The ankle complex consists of three key joints; the talocrural, subtalar and distal tibiofibular. The talocrural joint is known as a hinge joint, movements such as plantarflexion, dorsiflexion, inversion and eversion can be experienced. However, due to the fibula being protracted superiorly towards the lateral malleolus compared to the tibia with medial malleolus, eversion movements become restricted. This is why inversion injuries may be more frequent in the lateral ankle complex.

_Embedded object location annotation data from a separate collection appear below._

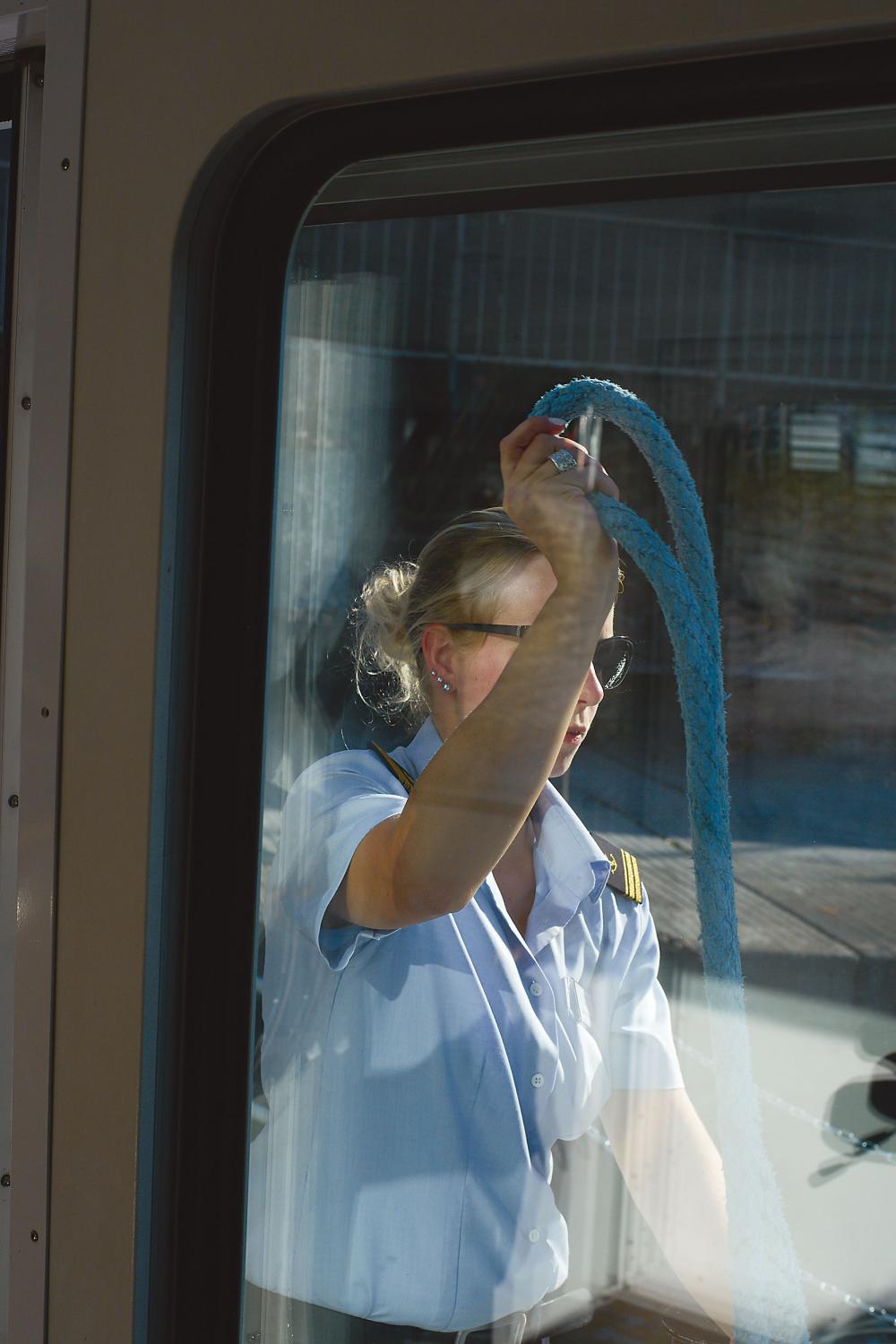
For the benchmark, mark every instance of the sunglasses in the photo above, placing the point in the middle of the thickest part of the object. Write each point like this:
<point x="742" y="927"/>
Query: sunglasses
<point x="611" y="658"/>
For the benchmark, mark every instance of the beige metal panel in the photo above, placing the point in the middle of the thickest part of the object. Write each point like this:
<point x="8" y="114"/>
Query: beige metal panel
<point x="166" y="83"/>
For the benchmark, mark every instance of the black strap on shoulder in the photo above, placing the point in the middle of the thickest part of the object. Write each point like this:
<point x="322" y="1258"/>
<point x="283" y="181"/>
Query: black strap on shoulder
<point x="402" y="776"/>
<point x="624" y="878"/>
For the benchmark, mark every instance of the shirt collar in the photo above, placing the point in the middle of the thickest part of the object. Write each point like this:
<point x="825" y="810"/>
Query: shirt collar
<point x="421" y="749"/>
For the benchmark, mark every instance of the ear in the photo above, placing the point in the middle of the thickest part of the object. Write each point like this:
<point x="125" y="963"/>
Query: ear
<point x="440" y="652"/>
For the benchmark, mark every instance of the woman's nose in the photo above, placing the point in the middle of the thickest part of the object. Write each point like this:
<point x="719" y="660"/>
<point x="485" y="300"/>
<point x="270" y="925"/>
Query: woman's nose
<point x="591" y="688"/>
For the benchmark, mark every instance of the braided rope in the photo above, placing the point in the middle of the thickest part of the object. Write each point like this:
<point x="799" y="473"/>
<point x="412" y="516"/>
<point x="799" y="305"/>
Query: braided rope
<point x="764" y="1271"/>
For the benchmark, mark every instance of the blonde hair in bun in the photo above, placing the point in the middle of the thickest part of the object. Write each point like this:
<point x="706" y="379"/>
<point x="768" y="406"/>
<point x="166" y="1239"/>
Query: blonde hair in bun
<point x="458" y="577"/>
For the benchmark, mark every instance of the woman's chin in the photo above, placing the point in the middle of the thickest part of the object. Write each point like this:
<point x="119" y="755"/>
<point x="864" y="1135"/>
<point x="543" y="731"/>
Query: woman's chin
<point x="563" y="761"/>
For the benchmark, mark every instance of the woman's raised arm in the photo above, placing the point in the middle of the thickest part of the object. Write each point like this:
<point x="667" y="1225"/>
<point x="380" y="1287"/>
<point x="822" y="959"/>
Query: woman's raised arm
<point x="476" y="793"/>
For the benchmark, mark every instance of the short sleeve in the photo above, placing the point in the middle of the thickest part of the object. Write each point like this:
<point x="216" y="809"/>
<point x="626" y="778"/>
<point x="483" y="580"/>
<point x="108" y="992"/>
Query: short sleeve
<point x="642" y="1053"/>
<point x="328" y="812"/>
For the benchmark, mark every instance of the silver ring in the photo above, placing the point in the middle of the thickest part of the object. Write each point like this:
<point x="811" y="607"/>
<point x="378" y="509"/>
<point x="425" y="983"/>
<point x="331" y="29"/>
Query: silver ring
<point x="563" y="460"/>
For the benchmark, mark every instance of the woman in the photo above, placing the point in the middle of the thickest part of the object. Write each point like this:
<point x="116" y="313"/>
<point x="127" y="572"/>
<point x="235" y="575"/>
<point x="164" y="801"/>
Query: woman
<point x="452" y="984"/>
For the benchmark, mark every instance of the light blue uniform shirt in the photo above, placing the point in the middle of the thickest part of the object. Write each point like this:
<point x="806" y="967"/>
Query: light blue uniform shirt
<point x="418" y="1078"/>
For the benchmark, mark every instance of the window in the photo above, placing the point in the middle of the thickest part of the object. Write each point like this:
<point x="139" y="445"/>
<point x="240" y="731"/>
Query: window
<point x="759" y="325"/>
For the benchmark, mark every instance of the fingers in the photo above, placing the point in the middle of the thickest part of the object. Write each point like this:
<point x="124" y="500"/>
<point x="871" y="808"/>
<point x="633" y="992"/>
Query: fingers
<point x="590" y="475"/>
<point x="521" y="438"/>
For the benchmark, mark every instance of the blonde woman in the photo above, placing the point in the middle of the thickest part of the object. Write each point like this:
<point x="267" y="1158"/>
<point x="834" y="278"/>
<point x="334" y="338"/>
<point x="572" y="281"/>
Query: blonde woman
<point x="454" y="978"/>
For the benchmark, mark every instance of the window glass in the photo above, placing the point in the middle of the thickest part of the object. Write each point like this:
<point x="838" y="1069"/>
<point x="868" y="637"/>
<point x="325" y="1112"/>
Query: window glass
<point x="446" y="1091"/>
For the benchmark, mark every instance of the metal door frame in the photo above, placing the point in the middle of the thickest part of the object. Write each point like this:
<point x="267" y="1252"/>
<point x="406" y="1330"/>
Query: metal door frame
<point x="50" y="40"/>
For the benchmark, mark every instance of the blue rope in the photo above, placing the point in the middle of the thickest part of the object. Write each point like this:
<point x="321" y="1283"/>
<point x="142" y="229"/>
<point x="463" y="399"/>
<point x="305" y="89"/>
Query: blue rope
<point x="764" y="1271"/>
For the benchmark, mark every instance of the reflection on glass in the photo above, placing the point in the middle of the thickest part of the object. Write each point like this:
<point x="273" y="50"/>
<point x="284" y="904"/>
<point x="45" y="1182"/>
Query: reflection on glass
<point x="406" y="1166"/>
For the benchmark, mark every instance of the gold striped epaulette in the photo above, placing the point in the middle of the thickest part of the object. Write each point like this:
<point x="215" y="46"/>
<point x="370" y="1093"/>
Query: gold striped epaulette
<point x="625" y="875"/>
<point x="402" y="776"/>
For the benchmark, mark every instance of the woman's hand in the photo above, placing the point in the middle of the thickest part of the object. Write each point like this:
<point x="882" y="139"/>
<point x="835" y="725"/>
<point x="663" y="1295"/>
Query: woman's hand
<point x="552" y="508"/>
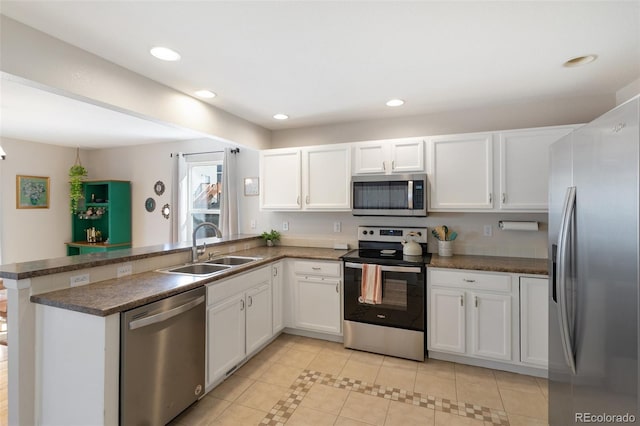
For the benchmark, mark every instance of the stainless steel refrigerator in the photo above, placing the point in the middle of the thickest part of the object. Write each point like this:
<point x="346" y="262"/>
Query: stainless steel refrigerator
<point x="593" y="259"/>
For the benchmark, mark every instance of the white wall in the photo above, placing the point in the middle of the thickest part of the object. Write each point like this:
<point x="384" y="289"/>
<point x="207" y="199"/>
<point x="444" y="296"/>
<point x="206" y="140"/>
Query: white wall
<point x="550" y="112"/>
<point x="32" y="234"/>
<point x="54" y="65"/>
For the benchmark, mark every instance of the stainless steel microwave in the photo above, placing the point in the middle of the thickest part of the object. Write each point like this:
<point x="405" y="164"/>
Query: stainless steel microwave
<point x="389" y="195"/>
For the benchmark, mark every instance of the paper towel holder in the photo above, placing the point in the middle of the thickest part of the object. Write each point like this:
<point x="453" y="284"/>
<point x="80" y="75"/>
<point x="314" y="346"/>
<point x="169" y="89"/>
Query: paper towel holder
<point x="518" y="225"/>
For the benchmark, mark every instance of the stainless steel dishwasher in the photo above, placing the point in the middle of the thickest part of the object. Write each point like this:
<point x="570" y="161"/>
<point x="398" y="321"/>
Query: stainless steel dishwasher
<point x="162" y="358"/>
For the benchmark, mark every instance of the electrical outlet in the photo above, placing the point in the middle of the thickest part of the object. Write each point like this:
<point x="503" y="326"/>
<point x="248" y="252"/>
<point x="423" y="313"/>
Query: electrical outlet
<point x="77" y="280"/>
<point x="124" y="270"/>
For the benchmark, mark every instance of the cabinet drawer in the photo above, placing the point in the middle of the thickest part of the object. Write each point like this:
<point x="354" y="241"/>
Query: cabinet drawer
<point x="470" y="280"/>
<point x="329" y="269"/>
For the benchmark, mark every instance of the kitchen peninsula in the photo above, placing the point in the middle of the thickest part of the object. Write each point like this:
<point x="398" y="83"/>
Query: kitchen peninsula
<point x="41" y="300"/>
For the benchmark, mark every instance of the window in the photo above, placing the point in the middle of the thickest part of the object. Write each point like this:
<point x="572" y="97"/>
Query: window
<point x="205" y="194"/>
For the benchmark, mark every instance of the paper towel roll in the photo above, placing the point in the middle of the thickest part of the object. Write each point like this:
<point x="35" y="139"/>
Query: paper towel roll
<point x="517" y="226"/>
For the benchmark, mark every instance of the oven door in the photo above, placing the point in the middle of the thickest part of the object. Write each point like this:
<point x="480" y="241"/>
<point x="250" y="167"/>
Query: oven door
<point x="403" y="297"/>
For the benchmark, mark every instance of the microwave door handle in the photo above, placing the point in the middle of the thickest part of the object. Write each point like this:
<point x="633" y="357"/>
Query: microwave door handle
<point x="410" y="196"/>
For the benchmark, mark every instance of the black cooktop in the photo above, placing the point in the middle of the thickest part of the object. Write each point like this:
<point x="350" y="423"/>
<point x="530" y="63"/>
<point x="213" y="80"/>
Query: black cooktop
<point x="385" y="256"/>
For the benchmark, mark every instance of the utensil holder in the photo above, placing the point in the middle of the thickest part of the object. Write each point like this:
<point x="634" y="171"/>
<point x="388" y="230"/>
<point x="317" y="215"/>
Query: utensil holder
<point x="445" y="248"/>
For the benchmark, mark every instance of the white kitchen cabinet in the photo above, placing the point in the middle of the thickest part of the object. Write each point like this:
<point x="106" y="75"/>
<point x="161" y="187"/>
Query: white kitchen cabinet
<point x="239" y="321"/>
<point x="389" y="156"/>
<point x="326" y="174"/>
<point x="317" y="296"/>
<point x="461" y="172"/>
<point x="280" y="182"/>
<point x="308" y="179"/>
<point x="534" y="310"/>
<point x="470" y="313"/>
<point x="524" y="167"/>
<point x="226" y="337"/>
<point x="491" y="322"/>
<point x="277" y="289"/>
<point x="447" y="320"/>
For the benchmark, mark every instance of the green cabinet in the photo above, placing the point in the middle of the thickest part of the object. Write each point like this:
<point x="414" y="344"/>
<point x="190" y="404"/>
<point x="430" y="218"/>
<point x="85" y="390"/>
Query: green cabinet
<point x="103" y="222"/>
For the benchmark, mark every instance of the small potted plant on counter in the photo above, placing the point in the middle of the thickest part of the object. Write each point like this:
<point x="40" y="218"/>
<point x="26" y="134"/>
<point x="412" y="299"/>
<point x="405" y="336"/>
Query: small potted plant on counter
<point x="445" y="240"/>
<point x="271" y="237"/>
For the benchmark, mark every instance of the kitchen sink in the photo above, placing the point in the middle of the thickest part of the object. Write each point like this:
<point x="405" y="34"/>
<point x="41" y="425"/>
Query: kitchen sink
<point x="232" y="260"/>
<point x="199" y="269"/>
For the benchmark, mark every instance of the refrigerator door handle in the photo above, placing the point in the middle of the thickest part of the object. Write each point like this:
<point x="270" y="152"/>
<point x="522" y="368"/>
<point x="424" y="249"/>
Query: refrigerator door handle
<point x="561" y="279"/>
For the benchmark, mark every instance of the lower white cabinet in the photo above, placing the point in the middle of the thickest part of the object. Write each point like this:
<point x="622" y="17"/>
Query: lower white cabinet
<point x="317" y="296"/>
<point x="470" y="313"/>
<point x="239" y="320"/>
<point x="277" y="291"/>
<point x="534" y="319"/>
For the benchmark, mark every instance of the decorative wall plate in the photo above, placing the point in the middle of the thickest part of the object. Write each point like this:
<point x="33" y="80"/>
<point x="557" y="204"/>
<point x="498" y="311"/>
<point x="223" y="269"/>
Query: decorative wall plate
<point x="159" y="187"/>
<point x="150" y="204"/>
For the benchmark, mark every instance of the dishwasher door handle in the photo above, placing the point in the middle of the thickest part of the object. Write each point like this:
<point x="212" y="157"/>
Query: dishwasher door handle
<point x="163" y="316"/>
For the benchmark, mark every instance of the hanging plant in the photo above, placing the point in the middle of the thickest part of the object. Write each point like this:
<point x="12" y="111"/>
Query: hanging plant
<point x="77" y="173"/>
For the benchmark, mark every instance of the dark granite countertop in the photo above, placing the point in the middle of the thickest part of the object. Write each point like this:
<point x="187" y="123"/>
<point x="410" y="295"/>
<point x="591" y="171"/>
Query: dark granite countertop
<point x="121" y="294"/>
<point x="37" y="268"/>
<point x="515" y="265"/>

Symptoms of Lateral Ankle Sprain

A few symptoms of a lateral ankle sprain are as follows:

  • Tenderness and swelling
  • Bruising around the ankle joint
  • Tenderness on palpation around the joint
  • Unable to place full body weight onto the joint
  • Restricted range of movement
  • General pain and discomfort

Causes of Lateral Ankle Sprain

A lateral ankle sprain may occur when the ankle joint is forced out of its natural position, causing an overstretch within the ligaments around the joint. This therefore results in a possible partial tear or complete tear. Some causes may consist of wrongly falling on the ankle, causing it to twist or awkwardly landing from a jump or pivoting. Another cause can be walking or running on an uneven surface resulting in loss of balance, or another person unintentionally landing on the ankle during a sporting event.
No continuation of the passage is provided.